SLOVYANSK, Ukraine -- As Western governments vowed to impose more sanctions against Russia and its supporters in eastern Ukraine, a group of foreign military observers remained in captivity Saturday accused of being NATO spies by a pro-Russian insurgency.

The German-led, eight-member team was traveling under the auspices of the Organization of Security and Cooperation in Europe when they were detained Friday.

Vyacheslav Ponomarev, the self-proclaimed "people's mayor" of Slovyansk, described the detained observers as "captives" and said that they were officers from NATO member states.

"As we found maps on them containing information about the location of our checkpoints, we get the impression that they are officers carrying out a certain spying mission," Ponomarev said, adding they could be released in exchange for jailed pro-Russian activists.

Outside Slovyansk, a city about 90 miles west of Russia, Ukraine government forces continued operations to form a security cordon as it attempts to quell unrest threatening to derail the planned May 25 presidential election.

The U.S. and other nations in the Group of Seven said in a joint statement released Friday night by the White House that they plan to impose additional economic sanctions on Russia in response to its actions in Ukraine. The West has accused Russia of using covert forces to encourage unrest in Ukraine and says Moscow has done nothing to pressure pro-Russian militias to free police stations and government buildings in at least 10 cities across the region.

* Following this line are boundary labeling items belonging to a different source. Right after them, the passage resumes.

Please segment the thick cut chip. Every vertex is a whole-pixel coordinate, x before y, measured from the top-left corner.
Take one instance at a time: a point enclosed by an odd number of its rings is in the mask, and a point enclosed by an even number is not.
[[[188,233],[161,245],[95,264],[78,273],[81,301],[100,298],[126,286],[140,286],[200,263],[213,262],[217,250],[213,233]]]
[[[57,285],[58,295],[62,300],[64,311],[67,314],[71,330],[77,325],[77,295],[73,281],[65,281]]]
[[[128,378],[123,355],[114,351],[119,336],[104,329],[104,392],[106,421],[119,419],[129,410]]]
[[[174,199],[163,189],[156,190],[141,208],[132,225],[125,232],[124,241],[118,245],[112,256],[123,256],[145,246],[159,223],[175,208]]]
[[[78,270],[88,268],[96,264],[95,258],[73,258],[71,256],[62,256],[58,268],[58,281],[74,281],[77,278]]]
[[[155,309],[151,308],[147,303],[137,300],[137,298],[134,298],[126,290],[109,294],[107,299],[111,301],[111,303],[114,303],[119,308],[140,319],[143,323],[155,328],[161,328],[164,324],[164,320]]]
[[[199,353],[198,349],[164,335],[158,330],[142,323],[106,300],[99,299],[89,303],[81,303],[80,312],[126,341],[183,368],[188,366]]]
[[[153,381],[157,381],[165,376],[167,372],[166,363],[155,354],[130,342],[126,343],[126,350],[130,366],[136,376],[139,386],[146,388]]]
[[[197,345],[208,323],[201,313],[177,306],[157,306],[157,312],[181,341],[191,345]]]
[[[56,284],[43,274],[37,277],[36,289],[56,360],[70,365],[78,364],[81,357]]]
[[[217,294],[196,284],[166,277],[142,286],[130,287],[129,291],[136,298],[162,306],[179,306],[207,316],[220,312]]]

Condemning Russia's earlier annexation of Ukraine's Crimea Peninsula, the G-7 said: "We will now follow through on the full legal and practical consequences of this illegal annexation, including but not limited to the economic, trade and financial areas."

The European Union is also planning more sanctions, and ambassadors from the bloc's 28 member nations will meet Monday in Brussels to add to the list of Russian officials and pro-Russian leaders in Ukraine who have been sanctioned with asset freezes and a travel ban.

The foreign military observer team detained by pro-Russian forces was made up of three German soldiers, a German translator and one soldier each from Czech Republic, Poland, Sweden and Denmark. Germany's Defense Ministry said the team also included five Ukrainians.

Tim Guldimann, the OSCE's special envoy for Ukraine, told German public radio WDR on Saturday that "efforts are being made to solve this issue." He declined to elaborate.

Acting prime minister Arseniy Yatsenyuk warned Friday that Russia "is keen to start World War III."

On Saturday, Yatsenyuk traveled to Rome to meet with Pope Francis and Italian Premier Matteo Renzi. Francis gave Yatsenyuk a fountain pen, telling him, "I hope that you write 'peace' with this pen."

Yatsenyuk replied: "I hope so, too."

In a briefing with reporters, he lashed out at Moscow, saying Russian military aircraft violated Ukrainian air space late on Friday.

"The only reason is to provoke Ukraine to strike a missile and to accuse Ukraine of waging a war to Russia," he said, and asked Russia "not to provoke and not to support Russian-led terrorists ... in eastern and southern Ukraine. We ask Russia to leave us alone."

The Russian Defense Ministry denied claims, first raised by the U.S. on Friday, that its aircraft had crossed the border with Ukraine, a spokesman told state news agencies on Saturday.